Pride Month goes out with a roar

Even the beavers got into the spirit of Pride Month at Zoo Knoxville. Photo by Jenna Stambaugh.

Pride Month had a memorable finish this year at Zoo Knoxville with a sold out celebration of what it means to be different.  

Lesbian, Gay, Bisexual, Transgender and Queer (LGBTQ) Pride Month is currently celebrated each year in June to honor the 1969 Stonewall Uprising in Manhattan, a tipping point for the gay rights movement in the United States. 

For the first time ever, the city’s zoo partnered with Knox Pride to hold a celebration on Wednesday, the last day of the month. 

Because of uncertainties about the COVID-19 pandemic, the majority of Knox Pride’s scheduled events were digital this year.  Thanks to lessening concerns about the pandemic due to  the widespread availability of vaccines, as well as how easy it is to socially distance at the zoo, organizers chose to finish off the month of celebrations with the in-person event, said Zoo Knoxville CEO Lisa New. 

“We have a longstanding core value of respecting diversity and embracing uniqueness,” said New. “And it’s about the biodiversity of our planet but also the diversity of our community, so when we talked to Knox Pride and they were interested in a partnership and doing something together, we thought that it was the perfect way to celebrate the end of Pride month and just make sure the zoo is a welcoming place for everybody.”

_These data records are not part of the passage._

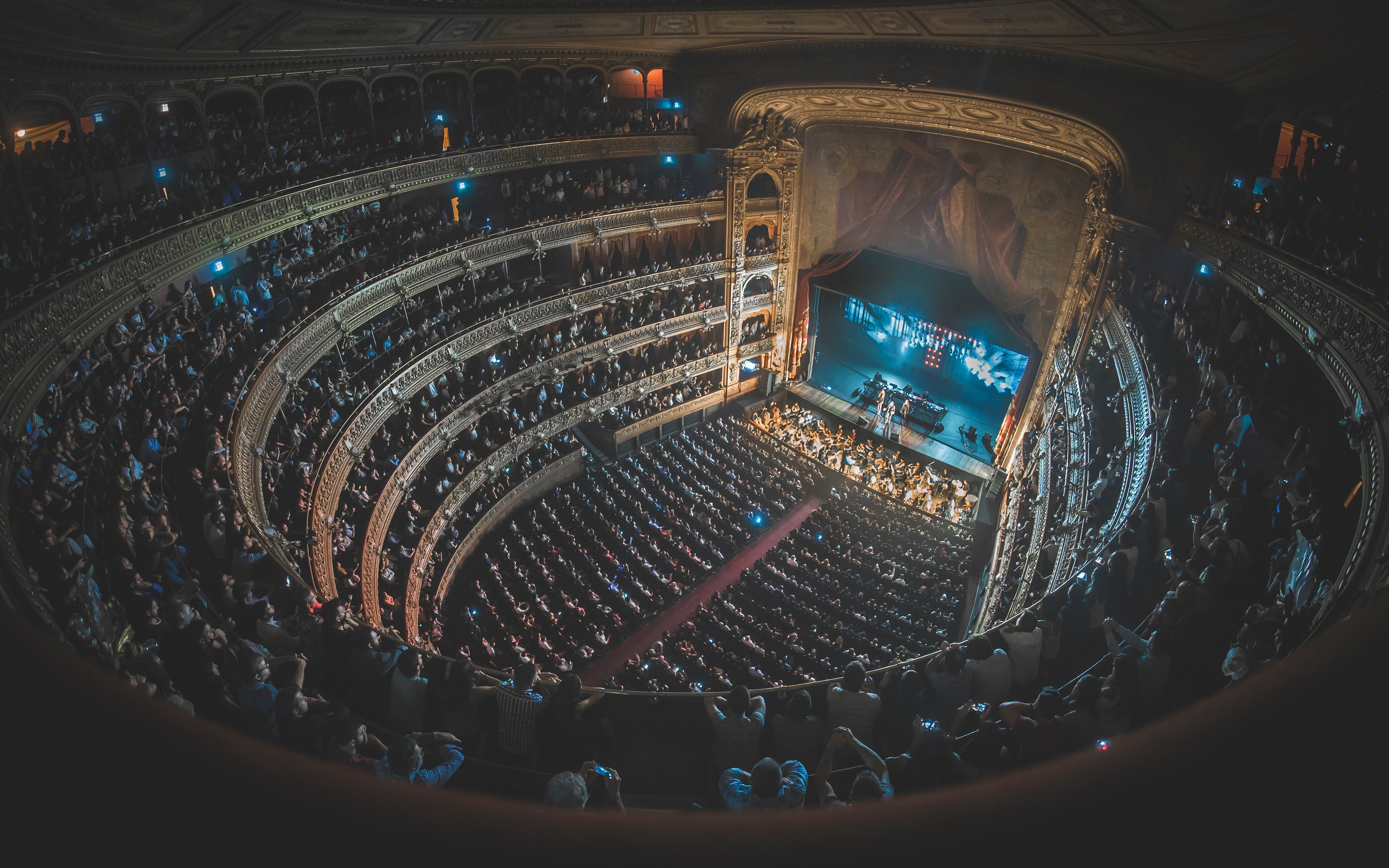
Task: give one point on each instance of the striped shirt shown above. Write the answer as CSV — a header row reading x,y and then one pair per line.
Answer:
x,y
519,709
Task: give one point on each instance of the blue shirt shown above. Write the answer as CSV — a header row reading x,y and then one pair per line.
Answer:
x,y
434,776
258,702
151,451
737,788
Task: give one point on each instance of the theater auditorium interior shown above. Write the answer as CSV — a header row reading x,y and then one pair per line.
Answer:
x,y
613,430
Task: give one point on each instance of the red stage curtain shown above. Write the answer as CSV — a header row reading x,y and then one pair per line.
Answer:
x,y
926,206
801,323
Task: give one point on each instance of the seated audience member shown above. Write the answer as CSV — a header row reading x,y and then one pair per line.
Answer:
x,y
991,674
870,784
796,732
406,759
738,727
406,710
851,706
949,683
767,787
520,702
352,745
566,791
1024,641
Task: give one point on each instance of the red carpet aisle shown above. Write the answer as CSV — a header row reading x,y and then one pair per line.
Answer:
x,y
616,659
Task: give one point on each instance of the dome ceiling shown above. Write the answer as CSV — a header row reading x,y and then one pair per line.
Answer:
x,y
1238,44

The festivities at the zoo included Pride-themed “enrichment activities” for the animals, such as a rainbow colored, wedding cake-shaped block of ice with fruit frozen into it. There were also special food and drink options for the humans; plus festive decorations, music and a parade for attendees of all species. 

Zoo staff members also seemed to be enjoying the celebration.  Many of them wore rainbow suspenders, socks, tutus, etc. as they happily interacted with visitors. 

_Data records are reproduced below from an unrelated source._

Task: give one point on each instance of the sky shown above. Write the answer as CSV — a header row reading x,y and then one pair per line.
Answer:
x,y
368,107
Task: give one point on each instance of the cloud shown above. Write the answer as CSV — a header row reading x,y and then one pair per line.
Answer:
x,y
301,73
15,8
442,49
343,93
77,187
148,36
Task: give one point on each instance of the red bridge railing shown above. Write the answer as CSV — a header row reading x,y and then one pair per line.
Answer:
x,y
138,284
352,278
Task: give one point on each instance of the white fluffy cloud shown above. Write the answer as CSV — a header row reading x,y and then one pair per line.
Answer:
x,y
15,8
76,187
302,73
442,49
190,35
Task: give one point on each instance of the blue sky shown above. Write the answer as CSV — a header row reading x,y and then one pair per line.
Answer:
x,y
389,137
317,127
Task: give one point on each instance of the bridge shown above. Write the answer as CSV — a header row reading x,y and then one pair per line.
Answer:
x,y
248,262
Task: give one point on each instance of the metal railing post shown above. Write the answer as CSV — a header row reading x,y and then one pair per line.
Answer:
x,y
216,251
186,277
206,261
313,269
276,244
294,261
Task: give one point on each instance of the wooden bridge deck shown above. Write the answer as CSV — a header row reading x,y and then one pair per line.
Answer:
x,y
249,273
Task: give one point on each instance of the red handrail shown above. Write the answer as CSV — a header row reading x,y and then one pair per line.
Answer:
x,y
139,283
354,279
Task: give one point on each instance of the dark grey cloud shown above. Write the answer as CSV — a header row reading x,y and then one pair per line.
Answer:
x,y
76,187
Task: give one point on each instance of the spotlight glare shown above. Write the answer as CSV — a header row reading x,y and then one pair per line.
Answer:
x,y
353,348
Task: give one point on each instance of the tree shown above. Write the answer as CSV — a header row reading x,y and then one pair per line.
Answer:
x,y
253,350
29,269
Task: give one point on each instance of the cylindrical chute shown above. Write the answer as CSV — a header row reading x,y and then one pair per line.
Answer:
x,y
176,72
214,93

Pride meets parrots at Zoo Knoxville. Photo by Jenna Stambaugh.

“With staff, with the team, we said this is an event tonight to honor Pride and we would love for you to wear your name tag, but wear anything you want to celebrate Pride and to please let the animals share their appreciation, too,” New said. 

“I’m really over-the-top excited about the extent to which staff went out.  The exhibits are all decorated, it looks so cute and that was an above and beyond effort that they did because they want to welcome everybody to the zoo.  It’s the community’s zoo and we like to say that conservation takes everybody.  So, everybody is welcome here.”   

The Smith family of Knoxville definitely seemed to be enjoying themselves near the old reptile habitat.  William, who eagerly explained that he was about to turn seven, and his younger brother were crawling enthusiastically on the bronze tortoise statue that’s been ridden by several generations of zoo guests.  

The oldest sibling, Lilly Smith, eagerly interjected herself into a discussion with her mother  and other adult relatives about how they’d learned of the event.

“I’m pansexual, and I have not had the chance to come to a Pride event before this one,” the 15-year-old said. “I’ve wanted the chance to participate in something like this for a while now, and this seemed like a good family way to celebrate, so we are also here because of that.”

Older guests had plenty of ways to enjoy themselves, too.  April, a grey-haired lesbian, spent part of her night dancing by the DJ booth near the front entrance and encouraging everyone in the crowd to join her.  She had more than a few takers.

“I actually don’t know this woman, we’ve never met — she’s just fun and everyone’s friend!” laughed one other woman as they gyrated around each other. 

“I’ve spent so much of my life ashamed of who I was, and now I don’t feel that way anymore,” said April. “Yeah, this is pretty much my first time coming out to a Pride celebration because I am who I am.  I don’t have to get out and prove anything, I am who I am…. I’m here this evening because of the animals.  I’m all about these animals …. I love my babies, that’s why I am here.  I love people, but I’m all about the animals!”

Some signs are self-explanatory. Photo by Jenna Stambaugh.

April was especially proud of a colorful tattoo on her upper arm of a rainbow and animal paw prints that she described as symbolizing the “Rainbow Bridge.” The Rainbow Bridge is a mythical overpass said to connect heaven and Earth — and, more to the point, a spot where grieving pet owners reunite for good with their departed furry friends. 

All proceeds from the event went to supporting Zoo Knoxville’s mission. “Pride was very supportive of that. Every dollar that comes to the zoo stays at the zoo, and helps us to be this community asset,” said New.  

If you are disappointed that you missed the fun, you have something to look forward to next year, she added. 

“This is the first of many Pride events at the zoo. It’s a very happy, family friendly event and to see the crowds that have come, and the support that we’ve gotten …. It’s very validating, so absolutely it’s the first of many,” she promised.